Currently, however, in terms of getting this program firmly off the ground, “the rate-limiting step isn’t going to be getting the money or doing the sequencing — or even analyzing the data,” O’Brien contends. “It’s going to be getting the specimens collected properly and legally transported to the centers that can do the DNA sequencing.”
He’s referring to the need for confirming sample provenance and quality.
As regards the first, the Genome 10K Project has committed itself to establishing where each sample came from. And that if it belongs to an endangered or protected species, proper permits were obtained before the sample was collected.
Oliver Ryder is director of genetics at the San Diego Zoo’s Institute for Conservation Research. It’s home to a Frozen Zoo — tissue samples from some 8,600 individual animals representing roughly 800 species. All samples from the Frozen Zoo collection, acquired from 180 institutions around the world, have already been vetted for proper provenance. But the same may not be true for ancient samples in museums or elsewhere.
The second potential limit to species sequencing has to do with ensuring that biologists don’t waste precious resources trying to analyze the DNA from a sample that was stored improperly so that its genetic material has degraded.
A museum may offer up for testing some sample that spent the last century pickled in alcohol. “We may have to do some experimentation to verify the quality of that sample’s DNA,” Ryder says. To make mass sequencing of the project’s samples cost effective, they’ll need to be done in an assembly-line fashion, he says. So most will need to be ready for sequencing at about the same time.
Of course, just getting a DNA blueprint for a species isn’t the goal of Genome 10K, Haussler says, because it won’t tell you what that DNA has evolved to do.
DNA contains the code that tells the body what proteins to make. Those proteins will ultimately create tissue, produce signals that orchestrate the timing of processes within cells, permit an individual to reproduce — even underpin behavior. In a sense, then, it’s the proteins that geneticists really care about.
It helps to think of DNA as akin to ingredients in a pantry. Some DNA may never be unshelved for use in creating an entrée — some biologically active protein. To understand which entrées DNA will create, Haussler says, geneticists need to also understand the RNA associated with a genome. RNA is a form of nuclear material that essentially copies active segments of DNA and then converts them into ingredients for the recipes used to make proteins in the body.
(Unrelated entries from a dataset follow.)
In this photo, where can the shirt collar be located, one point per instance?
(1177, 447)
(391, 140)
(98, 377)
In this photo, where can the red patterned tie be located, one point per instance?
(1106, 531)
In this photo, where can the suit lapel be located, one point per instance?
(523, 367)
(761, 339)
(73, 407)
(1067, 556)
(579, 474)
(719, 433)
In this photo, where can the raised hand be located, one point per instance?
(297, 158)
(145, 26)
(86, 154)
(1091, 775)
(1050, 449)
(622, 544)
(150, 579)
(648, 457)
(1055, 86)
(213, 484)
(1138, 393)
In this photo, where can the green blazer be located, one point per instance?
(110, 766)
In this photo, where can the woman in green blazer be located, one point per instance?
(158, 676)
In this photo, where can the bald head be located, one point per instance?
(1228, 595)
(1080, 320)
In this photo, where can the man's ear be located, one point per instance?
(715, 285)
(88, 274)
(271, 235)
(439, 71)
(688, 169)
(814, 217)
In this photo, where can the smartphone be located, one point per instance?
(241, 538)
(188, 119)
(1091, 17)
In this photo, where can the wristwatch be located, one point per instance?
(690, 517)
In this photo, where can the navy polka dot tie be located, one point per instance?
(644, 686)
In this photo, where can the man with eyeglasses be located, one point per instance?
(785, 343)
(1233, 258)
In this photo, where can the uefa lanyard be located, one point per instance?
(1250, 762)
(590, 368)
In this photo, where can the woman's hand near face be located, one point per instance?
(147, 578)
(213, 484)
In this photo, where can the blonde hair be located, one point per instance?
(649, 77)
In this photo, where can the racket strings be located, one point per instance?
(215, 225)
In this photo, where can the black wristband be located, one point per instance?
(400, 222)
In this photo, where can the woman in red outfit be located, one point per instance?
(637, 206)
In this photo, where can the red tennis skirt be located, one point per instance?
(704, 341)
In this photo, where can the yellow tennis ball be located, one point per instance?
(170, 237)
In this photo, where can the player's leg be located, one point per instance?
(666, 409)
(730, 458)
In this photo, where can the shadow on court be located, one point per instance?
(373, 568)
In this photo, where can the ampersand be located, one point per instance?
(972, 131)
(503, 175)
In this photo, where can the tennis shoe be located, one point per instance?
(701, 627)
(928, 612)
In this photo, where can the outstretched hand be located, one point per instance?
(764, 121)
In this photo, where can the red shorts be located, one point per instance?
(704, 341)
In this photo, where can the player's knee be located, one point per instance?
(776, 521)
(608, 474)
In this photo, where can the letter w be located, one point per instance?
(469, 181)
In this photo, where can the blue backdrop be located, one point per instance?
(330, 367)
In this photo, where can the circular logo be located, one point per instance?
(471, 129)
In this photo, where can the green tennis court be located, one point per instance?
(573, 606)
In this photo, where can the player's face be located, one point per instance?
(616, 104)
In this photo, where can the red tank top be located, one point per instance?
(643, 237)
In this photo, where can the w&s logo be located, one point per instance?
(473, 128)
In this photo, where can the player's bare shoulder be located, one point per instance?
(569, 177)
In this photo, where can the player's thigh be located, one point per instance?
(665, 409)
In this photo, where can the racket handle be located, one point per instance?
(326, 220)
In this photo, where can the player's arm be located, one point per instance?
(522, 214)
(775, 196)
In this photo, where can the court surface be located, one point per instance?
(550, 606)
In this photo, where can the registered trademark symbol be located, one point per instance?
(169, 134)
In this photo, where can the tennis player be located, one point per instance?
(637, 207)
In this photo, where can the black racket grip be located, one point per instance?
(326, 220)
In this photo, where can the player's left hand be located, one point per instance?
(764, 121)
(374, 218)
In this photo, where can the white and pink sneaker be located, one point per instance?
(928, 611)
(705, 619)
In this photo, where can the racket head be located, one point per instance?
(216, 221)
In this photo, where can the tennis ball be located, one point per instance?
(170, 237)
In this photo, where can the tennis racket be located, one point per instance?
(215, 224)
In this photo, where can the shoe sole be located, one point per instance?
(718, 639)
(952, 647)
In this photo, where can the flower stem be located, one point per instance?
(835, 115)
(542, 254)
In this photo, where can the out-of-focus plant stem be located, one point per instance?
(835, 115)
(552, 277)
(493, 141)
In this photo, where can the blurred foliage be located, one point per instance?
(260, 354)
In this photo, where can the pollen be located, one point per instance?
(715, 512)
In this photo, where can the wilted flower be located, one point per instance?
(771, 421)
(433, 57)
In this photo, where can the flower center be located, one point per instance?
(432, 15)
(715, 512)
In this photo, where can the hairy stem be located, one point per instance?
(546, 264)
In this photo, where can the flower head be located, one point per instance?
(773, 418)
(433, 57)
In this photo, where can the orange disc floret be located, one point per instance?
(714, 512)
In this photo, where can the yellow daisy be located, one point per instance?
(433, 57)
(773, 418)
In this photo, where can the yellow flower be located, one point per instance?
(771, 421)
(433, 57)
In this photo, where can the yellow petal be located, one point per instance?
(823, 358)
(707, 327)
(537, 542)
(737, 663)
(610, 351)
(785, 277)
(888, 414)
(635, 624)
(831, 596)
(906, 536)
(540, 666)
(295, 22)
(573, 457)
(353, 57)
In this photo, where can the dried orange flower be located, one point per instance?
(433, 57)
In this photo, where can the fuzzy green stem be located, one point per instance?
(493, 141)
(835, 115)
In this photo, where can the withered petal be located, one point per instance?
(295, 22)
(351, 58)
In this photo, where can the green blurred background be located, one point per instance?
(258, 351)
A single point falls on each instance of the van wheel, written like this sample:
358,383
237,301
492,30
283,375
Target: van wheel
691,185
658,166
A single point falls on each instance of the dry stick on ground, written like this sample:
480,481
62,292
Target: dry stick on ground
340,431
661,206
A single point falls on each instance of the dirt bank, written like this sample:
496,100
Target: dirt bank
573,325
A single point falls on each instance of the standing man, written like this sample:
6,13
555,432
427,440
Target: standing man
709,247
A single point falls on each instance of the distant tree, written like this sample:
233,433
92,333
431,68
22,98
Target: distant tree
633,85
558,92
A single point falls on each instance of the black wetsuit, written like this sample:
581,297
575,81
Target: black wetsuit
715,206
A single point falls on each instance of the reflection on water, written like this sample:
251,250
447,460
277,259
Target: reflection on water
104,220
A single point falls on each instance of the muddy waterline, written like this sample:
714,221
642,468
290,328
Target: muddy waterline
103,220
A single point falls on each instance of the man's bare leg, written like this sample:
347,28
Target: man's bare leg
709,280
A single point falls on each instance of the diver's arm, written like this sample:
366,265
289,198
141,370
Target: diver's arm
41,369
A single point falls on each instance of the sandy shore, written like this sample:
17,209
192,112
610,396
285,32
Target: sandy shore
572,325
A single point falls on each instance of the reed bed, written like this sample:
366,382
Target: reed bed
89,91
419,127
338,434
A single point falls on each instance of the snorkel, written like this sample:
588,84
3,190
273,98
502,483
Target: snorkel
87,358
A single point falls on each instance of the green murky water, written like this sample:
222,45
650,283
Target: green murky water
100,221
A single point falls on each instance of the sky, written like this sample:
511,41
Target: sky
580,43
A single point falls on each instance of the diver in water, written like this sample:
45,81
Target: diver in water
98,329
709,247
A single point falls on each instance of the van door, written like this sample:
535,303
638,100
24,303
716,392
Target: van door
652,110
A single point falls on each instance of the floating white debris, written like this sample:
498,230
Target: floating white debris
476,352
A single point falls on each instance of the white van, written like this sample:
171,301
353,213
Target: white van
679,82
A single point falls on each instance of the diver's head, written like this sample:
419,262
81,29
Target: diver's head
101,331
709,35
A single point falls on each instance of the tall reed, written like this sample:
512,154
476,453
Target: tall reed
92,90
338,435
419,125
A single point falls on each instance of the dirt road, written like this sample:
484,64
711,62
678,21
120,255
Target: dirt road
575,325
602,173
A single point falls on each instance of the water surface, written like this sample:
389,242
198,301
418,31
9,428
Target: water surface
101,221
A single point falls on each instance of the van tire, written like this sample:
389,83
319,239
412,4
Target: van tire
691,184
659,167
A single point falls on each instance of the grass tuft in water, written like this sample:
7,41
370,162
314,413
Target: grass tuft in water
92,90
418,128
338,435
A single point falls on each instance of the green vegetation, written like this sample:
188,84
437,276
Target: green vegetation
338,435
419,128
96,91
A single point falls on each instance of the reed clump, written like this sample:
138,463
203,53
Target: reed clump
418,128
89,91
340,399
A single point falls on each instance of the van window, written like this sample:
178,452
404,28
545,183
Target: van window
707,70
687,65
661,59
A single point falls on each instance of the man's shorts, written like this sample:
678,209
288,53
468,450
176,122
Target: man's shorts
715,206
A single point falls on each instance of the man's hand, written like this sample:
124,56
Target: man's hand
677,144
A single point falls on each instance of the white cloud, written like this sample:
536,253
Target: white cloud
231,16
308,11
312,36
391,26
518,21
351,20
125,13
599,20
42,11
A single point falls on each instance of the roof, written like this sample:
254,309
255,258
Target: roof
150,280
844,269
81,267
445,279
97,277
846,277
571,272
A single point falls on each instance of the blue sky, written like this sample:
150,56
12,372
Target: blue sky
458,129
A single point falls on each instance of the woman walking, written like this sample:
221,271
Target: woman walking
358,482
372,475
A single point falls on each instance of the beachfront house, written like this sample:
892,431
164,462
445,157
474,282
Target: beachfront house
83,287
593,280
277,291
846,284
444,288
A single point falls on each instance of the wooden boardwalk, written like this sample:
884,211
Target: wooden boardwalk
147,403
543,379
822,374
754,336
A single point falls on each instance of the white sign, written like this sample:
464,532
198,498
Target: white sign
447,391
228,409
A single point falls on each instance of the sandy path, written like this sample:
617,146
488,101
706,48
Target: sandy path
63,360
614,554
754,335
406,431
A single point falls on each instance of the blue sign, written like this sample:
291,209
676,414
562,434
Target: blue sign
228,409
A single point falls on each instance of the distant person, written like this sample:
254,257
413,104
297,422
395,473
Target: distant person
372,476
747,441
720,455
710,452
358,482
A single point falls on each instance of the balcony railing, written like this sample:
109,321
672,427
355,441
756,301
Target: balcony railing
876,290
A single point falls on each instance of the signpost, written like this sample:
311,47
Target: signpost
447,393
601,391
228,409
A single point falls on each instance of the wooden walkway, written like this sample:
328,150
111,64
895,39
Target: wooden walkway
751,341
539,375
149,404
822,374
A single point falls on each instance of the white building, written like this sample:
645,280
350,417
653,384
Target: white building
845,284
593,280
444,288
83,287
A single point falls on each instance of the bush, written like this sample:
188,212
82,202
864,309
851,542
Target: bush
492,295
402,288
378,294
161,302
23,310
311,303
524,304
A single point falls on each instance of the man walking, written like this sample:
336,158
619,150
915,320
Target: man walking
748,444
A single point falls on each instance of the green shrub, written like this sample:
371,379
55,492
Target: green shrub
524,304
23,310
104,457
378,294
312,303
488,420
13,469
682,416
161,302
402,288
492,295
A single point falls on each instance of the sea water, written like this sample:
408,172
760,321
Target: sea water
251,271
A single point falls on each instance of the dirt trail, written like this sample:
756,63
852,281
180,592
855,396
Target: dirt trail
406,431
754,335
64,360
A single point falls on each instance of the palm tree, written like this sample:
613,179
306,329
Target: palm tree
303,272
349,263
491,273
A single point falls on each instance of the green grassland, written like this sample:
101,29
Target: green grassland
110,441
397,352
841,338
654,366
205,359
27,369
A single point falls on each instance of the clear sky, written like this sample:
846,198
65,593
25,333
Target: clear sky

Once the Genome 10K Project begins transcribing DNA blueprints for each vertebrate genus on Earth, biologists risk becoming buried by an avalanche of data. We’re talking about petabytes — roughly a billion gigabytes — of information that must be collected, analyzed and stored, Haussler says. That too can be costly. But he looks forward to having that problem — more comparative genetic data than he knows what to do with.